Popular Cuisine Types: The top 4 restaurants where majority of the orders are placed were American, Japanese, Italian and Chinese.
Order Timing Trends: Majority of the orders are placed by the customers during weekends than the weekdays. Perhaps the restaurants are possibly in residential areas and people go to work in a different area, which leads to reduced orders during weekdays. Need additional data to validate this factor.
Delivery Time: The minimum, median and maximum time taken to deliver food across all the cuisine types are 15, 25 and 33 minutes, respectively. 75% of the orders were delivered in under 28 minutes.
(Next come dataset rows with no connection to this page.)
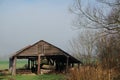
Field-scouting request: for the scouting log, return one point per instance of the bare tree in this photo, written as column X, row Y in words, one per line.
column 83, row 46
column 104, row 15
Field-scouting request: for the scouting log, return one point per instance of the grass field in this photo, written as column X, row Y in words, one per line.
column 5, row 65
column 35, row 77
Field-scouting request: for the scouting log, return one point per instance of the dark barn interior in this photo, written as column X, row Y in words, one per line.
column 40, row 55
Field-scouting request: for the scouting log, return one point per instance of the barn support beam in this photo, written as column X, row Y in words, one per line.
column 10, row 64
column 28, row 63
column 38, row 68
column 14, row 66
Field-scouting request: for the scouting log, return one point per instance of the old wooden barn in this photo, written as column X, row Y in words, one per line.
column 39, row 53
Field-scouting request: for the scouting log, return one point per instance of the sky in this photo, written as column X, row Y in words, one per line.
column 24, row 22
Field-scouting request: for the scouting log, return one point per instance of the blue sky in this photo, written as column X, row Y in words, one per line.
column 24, row 22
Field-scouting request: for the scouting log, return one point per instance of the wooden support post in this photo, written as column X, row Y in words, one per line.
column 72, row 64
column 10, row 64
column 38, row 68
column 67, row 63
column 14, row 66
column 78, row 65
column 28, row 63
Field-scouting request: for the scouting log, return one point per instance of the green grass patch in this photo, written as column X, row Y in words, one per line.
column 4, row 65
column 36, row 77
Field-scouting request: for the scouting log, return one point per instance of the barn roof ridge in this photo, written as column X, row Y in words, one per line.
column 29, row 46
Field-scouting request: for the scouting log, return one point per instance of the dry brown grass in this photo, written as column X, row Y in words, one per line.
column 92, row 73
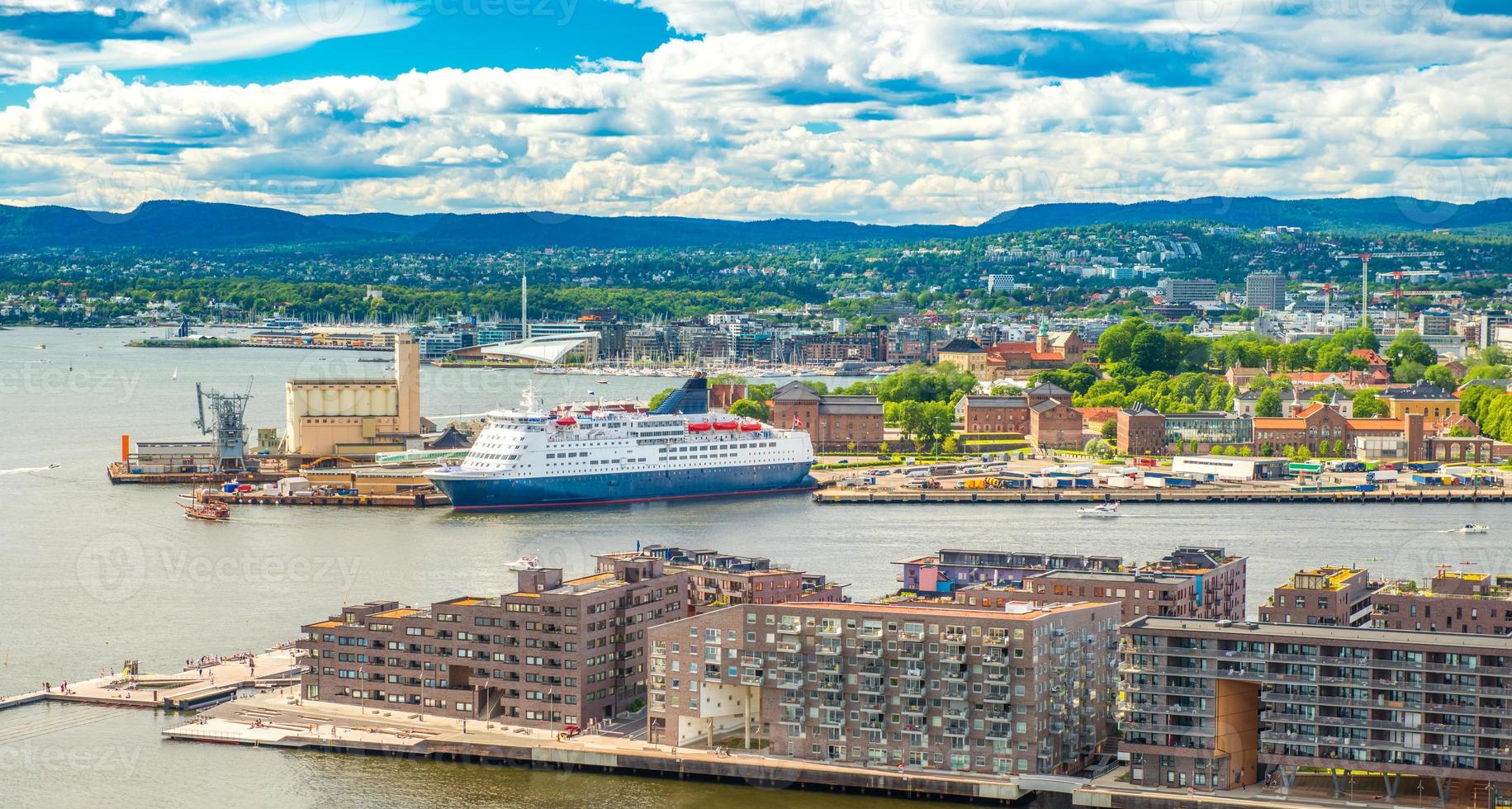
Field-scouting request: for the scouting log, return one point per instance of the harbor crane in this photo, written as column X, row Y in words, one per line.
column 1364, row 271
column 229, row 425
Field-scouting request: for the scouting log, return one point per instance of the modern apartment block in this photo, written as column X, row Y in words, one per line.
column 723, row 580
column 552, row 654
column 1028, row 688
column 1470, row 603
column 1137, row 592
column 1213, row 705
column 1324, row 596
column 1215, row 590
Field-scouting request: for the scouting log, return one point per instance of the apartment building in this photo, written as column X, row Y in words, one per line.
column 1204, row 583
column 1028, row 688
column 1470, row 603
column 552, row 654
column 1324, row 596
column 1215, row 705
column 723, row 580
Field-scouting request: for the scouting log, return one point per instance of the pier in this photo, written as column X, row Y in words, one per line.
column 1088, row 496
column 398, row 499
column 278, row 719
column 185, row 690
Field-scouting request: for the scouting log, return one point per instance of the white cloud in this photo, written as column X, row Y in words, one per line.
column 947, row 111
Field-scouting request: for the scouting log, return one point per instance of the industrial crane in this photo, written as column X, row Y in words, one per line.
column 1364, row 271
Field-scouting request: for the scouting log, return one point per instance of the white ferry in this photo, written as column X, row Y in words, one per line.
column 529, row 458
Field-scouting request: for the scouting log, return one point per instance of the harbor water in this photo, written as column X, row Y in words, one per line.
column 96, row 574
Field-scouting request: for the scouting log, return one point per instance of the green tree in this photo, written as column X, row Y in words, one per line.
column 1269, row 404
column 1441, row 377
column 1367, row 404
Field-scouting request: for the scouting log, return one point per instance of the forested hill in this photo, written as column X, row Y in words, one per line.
column 174, row 225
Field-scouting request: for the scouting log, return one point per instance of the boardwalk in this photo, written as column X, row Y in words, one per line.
column 182, row 690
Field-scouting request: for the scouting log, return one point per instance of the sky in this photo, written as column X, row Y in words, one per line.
column 874, row 111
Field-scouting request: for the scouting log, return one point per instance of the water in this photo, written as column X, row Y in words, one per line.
column 96, row 574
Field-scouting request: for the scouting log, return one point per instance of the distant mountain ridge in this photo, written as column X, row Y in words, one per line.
column 180, row 225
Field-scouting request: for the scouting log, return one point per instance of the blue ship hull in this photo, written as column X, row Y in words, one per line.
column 495, row 494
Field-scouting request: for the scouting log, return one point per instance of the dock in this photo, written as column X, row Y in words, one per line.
column 178, row 692
column 400, row 499
column 278, row 719
column 1088, row 496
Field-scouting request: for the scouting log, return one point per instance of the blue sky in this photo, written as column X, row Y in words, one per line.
column 882, row 111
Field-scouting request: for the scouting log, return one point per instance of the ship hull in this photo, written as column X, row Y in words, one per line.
column 620, row 487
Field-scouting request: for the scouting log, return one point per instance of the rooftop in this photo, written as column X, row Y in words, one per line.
column 1340, row 636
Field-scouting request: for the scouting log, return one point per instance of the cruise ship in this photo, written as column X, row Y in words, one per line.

The delivery time can be reduced but additional data points like distance from restaurants to customer homes and time of orders were placed are needed to further analyze and conclude.
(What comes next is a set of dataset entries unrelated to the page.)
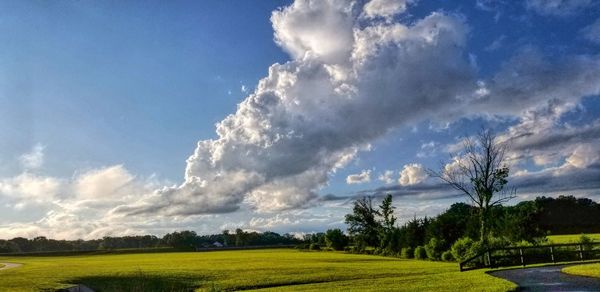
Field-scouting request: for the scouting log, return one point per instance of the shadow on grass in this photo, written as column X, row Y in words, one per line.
column 138, row 282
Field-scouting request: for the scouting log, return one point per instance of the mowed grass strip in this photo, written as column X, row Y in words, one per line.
column 572, row 238
column 588, row 270
column 278, row 269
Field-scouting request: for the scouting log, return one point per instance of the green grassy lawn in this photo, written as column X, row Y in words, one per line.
column 571, row 238
column 278, row 269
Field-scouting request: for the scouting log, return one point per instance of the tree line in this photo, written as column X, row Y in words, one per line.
column 179, row 240
column 455, row 234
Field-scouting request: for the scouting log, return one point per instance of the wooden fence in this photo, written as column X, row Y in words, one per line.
column 529, row 255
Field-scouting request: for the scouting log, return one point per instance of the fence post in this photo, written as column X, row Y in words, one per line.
column 522, row 258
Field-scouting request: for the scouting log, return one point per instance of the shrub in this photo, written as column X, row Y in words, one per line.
column 460, row 249
column 447, row 256
column 336, row 239
column 407, row 253
column 420, row 253
column 302, row 246
column 499, row 242
column 434, row 248
column 586, row 242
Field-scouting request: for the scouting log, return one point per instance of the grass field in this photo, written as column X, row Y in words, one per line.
column 278, row 269
column 571, row 238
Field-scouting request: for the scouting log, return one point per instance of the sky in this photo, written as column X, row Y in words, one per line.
column 146, row 117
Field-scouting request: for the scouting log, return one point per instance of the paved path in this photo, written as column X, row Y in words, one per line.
column 548, row 279
column 9, row 266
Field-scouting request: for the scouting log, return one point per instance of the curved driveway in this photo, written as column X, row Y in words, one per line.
column 548, row 279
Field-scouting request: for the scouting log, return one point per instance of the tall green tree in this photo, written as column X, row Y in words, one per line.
column 387, row 223
column 362, row 222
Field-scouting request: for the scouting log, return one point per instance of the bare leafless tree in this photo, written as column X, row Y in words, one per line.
column 480, row 173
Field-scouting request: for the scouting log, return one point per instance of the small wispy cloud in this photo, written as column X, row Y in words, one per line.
column 34, row 159
column 363, row 177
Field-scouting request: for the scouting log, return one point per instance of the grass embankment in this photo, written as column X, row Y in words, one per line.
column 571, row 238
column 243, row 270
column 589, row 270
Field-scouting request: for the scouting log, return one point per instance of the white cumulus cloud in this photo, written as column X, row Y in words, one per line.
column 363, row 177
column 412, row 174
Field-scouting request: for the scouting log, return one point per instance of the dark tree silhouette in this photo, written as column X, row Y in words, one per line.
column 362, row 223
column 480, row 173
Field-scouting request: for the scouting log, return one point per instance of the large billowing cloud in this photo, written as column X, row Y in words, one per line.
column 349, row 82
column 355, row 73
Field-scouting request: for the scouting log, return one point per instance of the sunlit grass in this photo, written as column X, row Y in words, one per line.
column 571, row 238
column 241, row 270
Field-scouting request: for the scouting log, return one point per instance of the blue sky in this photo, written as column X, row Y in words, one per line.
column 108, row 109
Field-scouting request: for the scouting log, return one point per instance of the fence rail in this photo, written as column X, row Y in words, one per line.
column 528, row 255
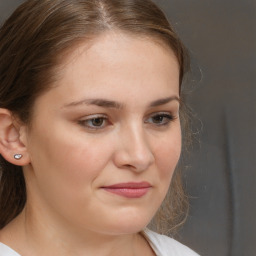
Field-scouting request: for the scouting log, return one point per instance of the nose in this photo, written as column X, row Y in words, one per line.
column 133, row 150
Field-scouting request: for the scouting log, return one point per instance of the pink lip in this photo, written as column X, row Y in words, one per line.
column 129, row 190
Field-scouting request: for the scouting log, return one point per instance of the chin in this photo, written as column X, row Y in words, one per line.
column 128, row 224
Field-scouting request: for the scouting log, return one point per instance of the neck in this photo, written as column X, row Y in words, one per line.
column 31, row 235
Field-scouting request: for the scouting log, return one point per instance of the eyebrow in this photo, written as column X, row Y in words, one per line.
column 113, row 104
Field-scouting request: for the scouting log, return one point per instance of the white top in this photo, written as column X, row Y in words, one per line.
column 161, row 245
column 166, row 246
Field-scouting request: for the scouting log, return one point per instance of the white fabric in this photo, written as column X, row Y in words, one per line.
column 166, row 246
column 162, row 246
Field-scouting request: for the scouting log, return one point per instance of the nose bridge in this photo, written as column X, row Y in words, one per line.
column 135, row 146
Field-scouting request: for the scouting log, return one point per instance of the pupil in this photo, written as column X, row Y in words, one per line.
column 158, row 119
column 97, row 121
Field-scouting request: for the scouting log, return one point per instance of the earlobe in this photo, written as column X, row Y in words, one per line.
column 11, row 146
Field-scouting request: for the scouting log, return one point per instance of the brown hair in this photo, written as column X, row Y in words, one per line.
column 32, row 44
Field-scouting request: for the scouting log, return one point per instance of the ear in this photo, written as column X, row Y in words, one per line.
column 12, row 139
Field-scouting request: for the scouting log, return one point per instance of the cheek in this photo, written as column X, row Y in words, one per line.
column 168, row 154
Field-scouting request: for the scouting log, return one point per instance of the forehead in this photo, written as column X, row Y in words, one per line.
column 117, row 65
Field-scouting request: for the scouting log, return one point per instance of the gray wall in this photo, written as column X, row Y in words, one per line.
column 221, row 178
column 221, row 36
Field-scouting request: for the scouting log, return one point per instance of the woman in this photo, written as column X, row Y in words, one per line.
column 90, row 129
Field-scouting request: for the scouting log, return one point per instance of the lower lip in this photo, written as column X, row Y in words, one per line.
column 129, row 192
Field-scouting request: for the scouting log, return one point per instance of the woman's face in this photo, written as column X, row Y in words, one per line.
column 106, row 138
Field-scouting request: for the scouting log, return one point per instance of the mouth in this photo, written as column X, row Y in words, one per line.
column 130, row 189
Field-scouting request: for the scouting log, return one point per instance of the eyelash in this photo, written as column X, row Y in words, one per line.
column 167, row 117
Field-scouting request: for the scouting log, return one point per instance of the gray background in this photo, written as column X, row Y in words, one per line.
column 221, row 173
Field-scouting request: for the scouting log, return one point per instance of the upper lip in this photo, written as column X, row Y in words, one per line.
column 132, row 185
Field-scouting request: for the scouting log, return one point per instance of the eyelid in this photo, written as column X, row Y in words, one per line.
column 82, row 121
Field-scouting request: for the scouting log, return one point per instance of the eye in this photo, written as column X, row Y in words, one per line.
column 94, row 122
column 160, row 119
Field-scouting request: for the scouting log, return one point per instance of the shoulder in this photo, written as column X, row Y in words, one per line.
column 7, row 251
column 166, row 246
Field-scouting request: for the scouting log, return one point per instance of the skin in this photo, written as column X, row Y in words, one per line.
column 71, row 155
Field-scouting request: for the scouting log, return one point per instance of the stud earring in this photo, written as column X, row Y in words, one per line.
column 18, row 156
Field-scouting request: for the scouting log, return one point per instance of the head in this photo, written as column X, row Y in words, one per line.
column 41, row 46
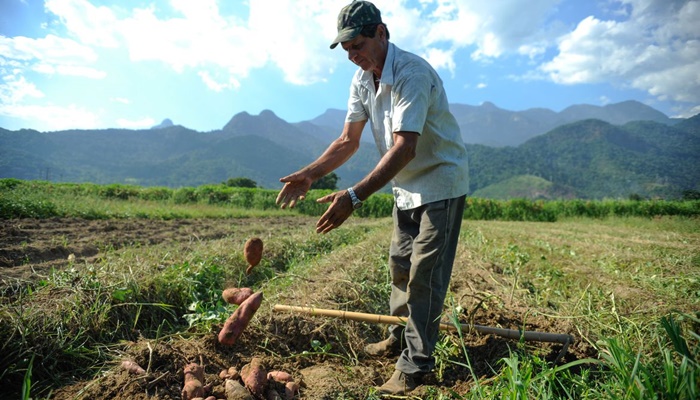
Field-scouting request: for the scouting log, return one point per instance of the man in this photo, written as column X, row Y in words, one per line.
column 424, row 158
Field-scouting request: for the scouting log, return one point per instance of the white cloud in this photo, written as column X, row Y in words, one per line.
column 92, row 25
column 15, row 89
column 51, row 117
column 657, row 50
column 220, row 83
column 121, row 100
Order Value: The cost of the order for about 70% of the orders was less than USD 20, which might not help to generate more revenue.
Recommendations:¶
Below are the top 4 recommendations based on the dataset provided:
Optimize Delivery Network: Remove low-demand cuisine types/restaurants from the delivery network to free up delivery drivers for high-demand ones, which will potentially reduce delivery times for restaurants where most orders are placed by customers.
Weekday Order Analysis: Collect more data to understand why fewer orders are placed on weekdays compared to weekends. Until such data is available, no conclusions can be made.
Enhance Delivery Insights: Capture additional data such as order timestamps, peak vs. off-peak periods, and historical drive times (e.g., from Google Maps) to analyze traffic impact and establish realistic delivery SLAs and performance metrics.
Revenue Growth Opportunity: Identify and onboard niche or specialty cuisine restaurants, which typically have higher price points and could boost overall revenue.